Thursday's session was "very uneventful" and had "a Christmas vacation feeling to it," another trader said. "I don't know if it was the new-issue hangover, or everyone working on their basketball brackets, or it finally being not freezing or raining on the East Coast" - it was a sunny 70 degrees on Wall Street Thursday afternoon -- "but maybe everybody's gotten spring fever."

Zions are flyin'

A trader said that the bonds of Zions Bancorp were up about 2 points on the session, although he had seen no specific news about the Salt Lake City, Utah-based regional banking company that might explain such a rise.

"I haven't seen or heard any news. But CNBC has mentioned it a lot, with a bunch of other banks, that banks are becoming more profitable. Those bonds have been creeping up and it seems like they're up a good point or two today."

For instance, he said that the 6% notes due 2015 were up a deuce to break the 90 barrier, some trades taking place as high as 90¼ bid, versus 88½ at the close on Wednesday and last week's levels around 87.

He also saw the company's 7¾% notes due 2023 trading as high as 101 bid - although they went out at the end of the day trading around 97 bid.

"There was a huge swing in them," between a low of 96¼ and a high of 101, versus the tighter range seen on Wednesday around the par level.

"It's becoming more of a liquid name," he continued, "but it's not that liquid yet to where a seller coming in can really move the market down and then it slowly starts edging back up."

He said the latter issue "had been moving up the past week or so, but late in the day, some large sizes traded on the 73/4s and knocked them back down below the 97 level."

At another desk, a market source saw the Zions 6s going out at 901/4, calling that a gain of nearly 2 points.

Smithfield gains on takeover talk

A market source saw Smithfield Foods' 7¾% notes due 2017 up nearly a point at 98 bid, 99 offered, and suggested that the bonds "traded higher on speculation over M&A activity" involving the Smithfield, Va.-based hog producer and pork processor, whose New York Stock Exchange-traded shares also gained on that buyout buzz.

Market watchers cited rumors that Chinese conglomerate Cofco might be interested in buying the company.

Financials seen firm

A trader said that MBIA Inc.'s 14%surplus bonds due 2033 were "up again this week," moving up "another point or so" to around 70-72, after the Armonk, N.Y.-based bond insurer's paper had traded up through the 60s the prior week.

He saw CIT Group, Inc.'s bonds "holding higher," with the New York-based commercial lender's 7% notes due 2017 up nearly 2 points at the 90½ bid level and its 7% notes due 2015 up more than a point to the 91½ neighborhood.

He also saw AIG's bonds "staying better, at the higher levels from [Wednesday].

"International Lease did that big deal and so that moved everything else up. The fact that they could do it made everybody feel better about the rest of the bonds," the trader said. AIG's 5.05% notes due 2015 were up 1½ points at 93½ bid.

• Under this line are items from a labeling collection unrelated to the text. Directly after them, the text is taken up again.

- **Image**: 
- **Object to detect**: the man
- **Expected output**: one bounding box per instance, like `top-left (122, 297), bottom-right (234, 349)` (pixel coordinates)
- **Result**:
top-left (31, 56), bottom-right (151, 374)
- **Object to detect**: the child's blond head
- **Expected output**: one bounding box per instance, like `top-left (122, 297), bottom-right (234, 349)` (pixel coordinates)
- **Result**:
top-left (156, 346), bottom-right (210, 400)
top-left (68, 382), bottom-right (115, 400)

Blockbuster steady to lower

A trader said that Blockbuster, Inc.'s 9% senior subordinated notes due 2012 were quoted around 21, but he had seen "virtually no activity" there. He saw its 11¾% senior secured notes due 2014 start the day at around 74-75, then trade unchanged to down ¼ point from there in a 731/2-74½ context, but here again, said he did not know "if it was active at all."

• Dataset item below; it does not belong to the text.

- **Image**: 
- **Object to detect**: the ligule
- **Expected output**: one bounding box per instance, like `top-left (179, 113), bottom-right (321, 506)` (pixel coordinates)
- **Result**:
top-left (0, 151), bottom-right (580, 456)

Another market source saw the 113/4s off ¾ point at 73¼ bid, 74¼ offered, observing that the both Standard & Poor's and Fitch had dropped the Dallas-based movie rental company's ratings to the brink of default following Blockbuster's warning late Tuesday that it might have to file for Chapter 11 if its cash flows don't improve and it is unable to restructure its debt and meet obligations, using cash on hand and cash from operations, along with certain proposed actions such as possible overseas asset sales and an exchange offer for its subordinated bonds.